Grönland ist strategisch wichtig, wirtschaftlich untergenutzt und sicherheitspolitisch unverzichtbar.

Die USA können es entwickeln, schützen und stabilisieren – besser als jeder andere.

Es ist ein kluger Deal. Und Amerika macht kluge Deals.

1. 

Amerikanische Sicherheit zuerst

Die Arktis wird das nächste große geopolitische Spielfeld.

Russland und China sind bereits dort aktiv. Die USA können es sich nicht leisten, diese Region anderen zu überlassen.

Grönland liegt strategisch perfekt:

  • Raketenfrühwarnsysteme
  • Kontrolle über arktische Routen
  • Nähe zu Europa und Nordamerika

Wir haben dort bereits eine Militärbasis – also sind wir faktisch schon engagiert. Eigentum ist besser als Miete.

2. 

Ein guter Deal – für alle

Die USA machen keine Eroberungen. Wir machen Deals.

  • Dänemark bekommt sehr viel Geld – mehr, als Grönland je einbringt
  • Grönland bekommt Investitionen, Infrastruktur, Jobs
  • Die USA bekommen Sicherheit und Stabilität

Niemand verliert.
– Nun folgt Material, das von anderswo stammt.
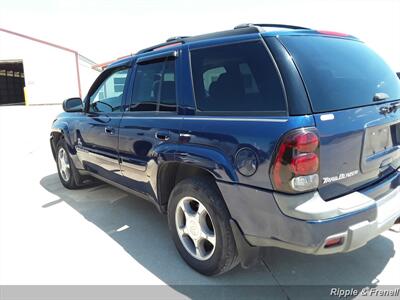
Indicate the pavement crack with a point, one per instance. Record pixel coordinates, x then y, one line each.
275 278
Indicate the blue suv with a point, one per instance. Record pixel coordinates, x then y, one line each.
262 136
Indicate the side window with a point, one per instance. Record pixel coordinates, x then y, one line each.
108 96
154 86
236 78
210 76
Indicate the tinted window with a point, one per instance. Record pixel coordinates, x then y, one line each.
108 96
341 73
239 77
154 85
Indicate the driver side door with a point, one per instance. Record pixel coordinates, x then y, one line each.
98 132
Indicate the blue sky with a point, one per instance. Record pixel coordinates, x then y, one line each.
103 29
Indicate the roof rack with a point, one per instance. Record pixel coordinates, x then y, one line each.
169 42
176 38
245 25
238 30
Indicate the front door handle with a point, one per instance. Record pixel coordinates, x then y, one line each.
162 135
109 130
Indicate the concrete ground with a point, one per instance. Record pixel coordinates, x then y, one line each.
103 236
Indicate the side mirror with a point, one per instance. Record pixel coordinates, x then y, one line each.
73 105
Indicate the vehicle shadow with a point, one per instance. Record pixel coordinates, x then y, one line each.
146 238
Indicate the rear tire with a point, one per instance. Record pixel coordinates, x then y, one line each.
67 172
198 220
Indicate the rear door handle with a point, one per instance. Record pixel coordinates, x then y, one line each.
162 135
109 130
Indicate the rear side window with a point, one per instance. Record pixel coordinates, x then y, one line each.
341 73
154 86
236 78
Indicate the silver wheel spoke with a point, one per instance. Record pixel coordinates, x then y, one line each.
209 237
195 228
201 211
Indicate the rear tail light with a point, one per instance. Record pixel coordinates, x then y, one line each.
296 164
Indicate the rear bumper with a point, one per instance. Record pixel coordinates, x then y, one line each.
266 219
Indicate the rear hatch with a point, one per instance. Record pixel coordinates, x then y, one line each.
355 98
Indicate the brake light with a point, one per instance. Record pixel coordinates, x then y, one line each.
296 164
305 164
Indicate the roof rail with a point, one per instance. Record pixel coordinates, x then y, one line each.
270 25
169 43
176 38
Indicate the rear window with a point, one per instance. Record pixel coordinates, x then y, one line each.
341 73
236 78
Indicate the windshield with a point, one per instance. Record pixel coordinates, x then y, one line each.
341 73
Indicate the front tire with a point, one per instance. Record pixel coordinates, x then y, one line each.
198 220
67 172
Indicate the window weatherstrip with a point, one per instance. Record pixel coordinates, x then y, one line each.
164 55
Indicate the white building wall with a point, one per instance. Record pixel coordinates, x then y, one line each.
50 73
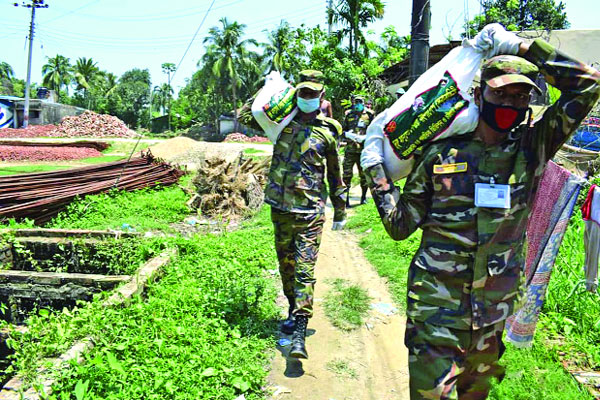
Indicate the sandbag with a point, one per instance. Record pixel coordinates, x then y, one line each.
274 105
438 105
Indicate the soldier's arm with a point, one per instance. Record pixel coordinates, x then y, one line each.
401 212
580 88
337 189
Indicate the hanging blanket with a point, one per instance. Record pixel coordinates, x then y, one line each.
552 208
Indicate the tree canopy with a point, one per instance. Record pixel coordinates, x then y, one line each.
520 15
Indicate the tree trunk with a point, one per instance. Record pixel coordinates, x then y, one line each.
233 88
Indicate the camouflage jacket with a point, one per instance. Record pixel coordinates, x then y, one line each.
358 124
297 176
467 271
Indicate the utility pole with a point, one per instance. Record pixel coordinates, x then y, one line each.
34 4
168 68
419 44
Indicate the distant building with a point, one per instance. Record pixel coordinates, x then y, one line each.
42 111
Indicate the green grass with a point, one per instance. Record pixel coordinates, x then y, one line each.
143 210
342 368
346 305
253 151
534 373
204 331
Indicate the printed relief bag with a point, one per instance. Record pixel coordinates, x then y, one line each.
275 105
438 105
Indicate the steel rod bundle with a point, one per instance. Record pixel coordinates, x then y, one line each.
40 196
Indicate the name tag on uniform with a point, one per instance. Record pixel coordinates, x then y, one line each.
449 168
492 196
305 146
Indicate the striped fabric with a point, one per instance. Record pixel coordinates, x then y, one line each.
552 209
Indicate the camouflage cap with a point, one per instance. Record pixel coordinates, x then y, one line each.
312 79
505 69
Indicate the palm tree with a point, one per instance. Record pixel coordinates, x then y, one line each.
228 53
57 72
275 49
161 95
6 71
85 72
355 14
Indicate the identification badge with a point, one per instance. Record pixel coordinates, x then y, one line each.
449 168
305 146
492 196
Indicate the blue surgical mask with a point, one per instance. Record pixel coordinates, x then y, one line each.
308 105
359 107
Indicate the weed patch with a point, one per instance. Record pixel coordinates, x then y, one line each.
342 369
203 331
346 305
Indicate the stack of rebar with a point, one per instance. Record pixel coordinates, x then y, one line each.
41 196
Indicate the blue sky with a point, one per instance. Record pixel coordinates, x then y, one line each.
124 34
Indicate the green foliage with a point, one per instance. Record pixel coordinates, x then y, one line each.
342 368
346 305
57 72
132 97
202 332
520 15
6 71
570 311
145 209
535 373
354 15
569 314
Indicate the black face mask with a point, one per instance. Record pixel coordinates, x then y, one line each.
502 118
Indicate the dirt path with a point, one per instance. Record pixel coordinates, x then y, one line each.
375 352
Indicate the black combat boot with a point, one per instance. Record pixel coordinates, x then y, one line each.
289 324
298 349
363 197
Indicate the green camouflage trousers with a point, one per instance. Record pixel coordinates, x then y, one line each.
351 157
297 241
451 364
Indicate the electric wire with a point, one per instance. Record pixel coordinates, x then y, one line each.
193 38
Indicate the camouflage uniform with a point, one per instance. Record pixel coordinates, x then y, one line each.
466 276
358 123
297 194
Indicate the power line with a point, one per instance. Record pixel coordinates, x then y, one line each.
34 5
193 38
178 14
72 11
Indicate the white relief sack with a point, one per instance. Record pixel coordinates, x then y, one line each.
275 105
438 104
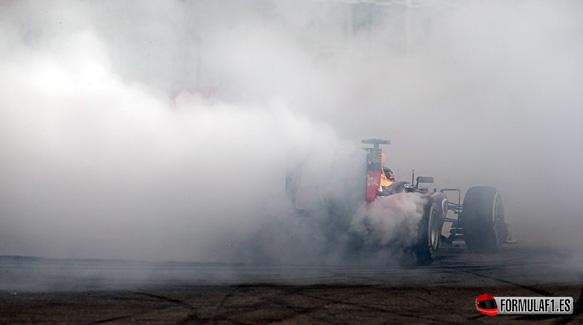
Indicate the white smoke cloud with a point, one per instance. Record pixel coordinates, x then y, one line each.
165 131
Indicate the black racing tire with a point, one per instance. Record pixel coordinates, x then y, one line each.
429 233
483 219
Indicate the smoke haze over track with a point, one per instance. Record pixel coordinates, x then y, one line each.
163 131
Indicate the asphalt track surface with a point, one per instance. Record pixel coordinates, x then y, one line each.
37 290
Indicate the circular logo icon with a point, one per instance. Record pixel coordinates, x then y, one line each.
486 304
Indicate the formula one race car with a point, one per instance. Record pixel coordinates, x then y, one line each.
479 219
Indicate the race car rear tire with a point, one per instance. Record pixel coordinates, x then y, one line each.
483 219
429 235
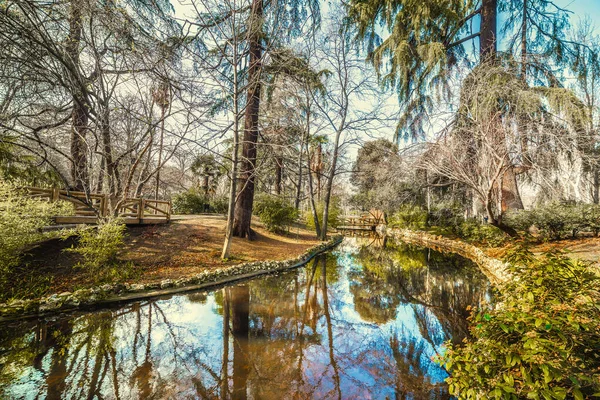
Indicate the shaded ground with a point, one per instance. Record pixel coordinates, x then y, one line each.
581 248
186 246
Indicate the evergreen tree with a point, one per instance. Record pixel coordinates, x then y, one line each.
426 46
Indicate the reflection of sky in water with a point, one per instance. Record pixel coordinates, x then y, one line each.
173 348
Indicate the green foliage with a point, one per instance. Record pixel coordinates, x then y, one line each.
275 213
21 220
410 217
556 220
447 216
99 247
333 219
195 202
541 341
485 234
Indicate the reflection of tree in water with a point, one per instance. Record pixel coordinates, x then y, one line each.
446 285
322 331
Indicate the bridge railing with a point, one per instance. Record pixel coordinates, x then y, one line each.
89 207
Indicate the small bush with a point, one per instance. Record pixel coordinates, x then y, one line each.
195 202
333 220
275 213
485 234
448 217
557 220
410 217
21 220
540 342
100 247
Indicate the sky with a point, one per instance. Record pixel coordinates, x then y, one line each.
581 9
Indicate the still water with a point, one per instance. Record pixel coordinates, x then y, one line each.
361 322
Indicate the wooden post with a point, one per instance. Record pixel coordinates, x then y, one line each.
104 205
141 206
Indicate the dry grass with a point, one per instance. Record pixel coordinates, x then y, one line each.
186 246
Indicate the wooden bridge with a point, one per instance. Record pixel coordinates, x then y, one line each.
363 224
90 207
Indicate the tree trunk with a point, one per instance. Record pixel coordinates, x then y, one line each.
107 150
329 187
488 31
510 197
278 174
299 183
243 207
205 185
79 115
596 185
162 137
311 195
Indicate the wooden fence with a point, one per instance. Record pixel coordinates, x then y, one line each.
366 222
89 208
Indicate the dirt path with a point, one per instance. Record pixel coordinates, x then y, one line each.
186 246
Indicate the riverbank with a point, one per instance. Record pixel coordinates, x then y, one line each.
495 270
119 292
187 246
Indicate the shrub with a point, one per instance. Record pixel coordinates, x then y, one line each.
539 342
447 216
333 219
486 234
21 220
557 220
193 201
100 247
410 217
275 213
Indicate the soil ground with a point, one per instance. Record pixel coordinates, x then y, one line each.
186 246
581 248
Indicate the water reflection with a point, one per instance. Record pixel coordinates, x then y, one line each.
362 322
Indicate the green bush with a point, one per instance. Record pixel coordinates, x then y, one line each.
410 217
276 214
448 217
474 232
333 220
100 247
21 220
193 201
557 220
541 341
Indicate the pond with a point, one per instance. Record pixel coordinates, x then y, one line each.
363 321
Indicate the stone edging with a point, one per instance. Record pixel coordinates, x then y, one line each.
106 294
495 270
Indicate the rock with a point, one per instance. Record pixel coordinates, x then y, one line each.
136 287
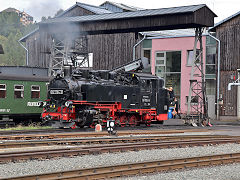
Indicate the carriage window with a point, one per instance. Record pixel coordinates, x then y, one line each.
35 92
18 91
146 85
3 91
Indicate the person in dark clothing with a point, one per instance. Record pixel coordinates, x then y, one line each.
171 94
176 108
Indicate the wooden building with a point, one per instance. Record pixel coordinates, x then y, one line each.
228 32
112 48
111 36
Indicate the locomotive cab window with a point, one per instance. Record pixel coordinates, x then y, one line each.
3 91
146 85
35 92
18 91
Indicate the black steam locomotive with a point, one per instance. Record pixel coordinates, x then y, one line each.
88 97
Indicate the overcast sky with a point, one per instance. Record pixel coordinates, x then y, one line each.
39 8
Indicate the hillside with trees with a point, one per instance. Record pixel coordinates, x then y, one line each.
11 30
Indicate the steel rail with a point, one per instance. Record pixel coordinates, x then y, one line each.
78 151
106 172
94 134
36 143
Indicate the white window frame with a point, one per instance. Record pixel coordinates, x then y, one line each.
22 90
34 90
4 89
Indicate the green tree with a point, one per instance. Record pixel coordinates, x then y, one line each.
10 32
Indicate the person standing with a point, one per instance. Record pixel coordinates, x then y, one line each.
171 94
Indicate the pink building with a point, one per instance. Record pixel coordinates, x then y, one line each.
171 58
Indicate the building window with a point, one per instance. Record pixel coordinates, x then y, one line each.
35 92
190 60
210 59
194 99
3 91
18 91
147 54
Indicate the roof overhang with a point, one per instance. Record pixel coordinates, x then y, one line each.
145 20
1 49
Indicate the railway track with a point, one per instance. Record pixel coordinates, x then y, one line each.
110 148
92 134
106 172
84 141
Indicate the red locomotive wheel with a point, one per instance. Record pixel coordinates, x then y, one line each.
123 120
133 120
74 126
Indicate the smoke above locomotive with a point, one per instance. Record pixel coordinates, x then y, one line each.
88 97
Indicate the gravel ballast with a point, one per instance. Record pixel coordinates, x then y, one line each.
53 165
230 172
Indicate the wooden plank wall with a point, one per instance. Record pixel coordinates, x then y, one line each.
229 35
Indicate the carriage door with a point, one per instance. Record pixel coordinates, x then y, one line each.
146 87
160 64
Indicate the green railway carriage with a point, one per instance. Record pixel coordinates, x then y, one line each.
20 94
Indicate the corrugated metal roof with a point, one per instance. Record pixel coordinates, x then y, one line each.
94 9
225 20
170 33
125 15
91 8
123 6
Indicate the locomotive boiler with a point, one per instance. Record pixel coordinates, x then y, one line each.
89 97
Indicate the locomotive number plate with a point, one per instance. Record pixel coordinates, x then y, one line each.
56 91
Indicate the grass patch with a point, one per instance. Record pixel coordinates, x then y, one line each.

Das ist Win-Win-Win.

3. 

Grönland wird unter den USA reicher

Schauen wir uns die Realität an:

Unter amerikanischer Verwaltung:

  • moderne Häfen und Flughäfen
  • Rohstoffförderung mit amerikanischer Technologie
  • tausende gut bezahlte Jobs

Wir haben Alaska groß gemacht. Wir können Grönland größer machen.

4. 

Historischer Präzedenzfall

Die USA haben Territorien gekauft, nicht geraubt:

  • Louisiana
  • Alaska

Beides war damals umstritten – heute sind sie zentral für Amerikas Stärke.

Grönland ist das Alaska des 21. Jahrhunderts.

5. 

Besser Amerika als China

Wenn die USA es nicht tun, dann:

  • China kauft sich über Infrastruktur ein
  • Russland gewinnt Einfluss

Will Europa wirklich, dass

  • chinesische Firmen Häfen kontrollieren?
  • russische Militärpräsenz wächst?

Amerika ist der verlässlichste Partner, den man haben kann.

6. 

Amerika übernimmt Verantwortung

Wir schützen:

  • die Seewege
  • die Umwelt
  • den Westen

Die USA haben die Mittel, die Marine, die Technologie – und die Führungsrolle.

Das ist keine Ausbeutung.

Das ist Leadership.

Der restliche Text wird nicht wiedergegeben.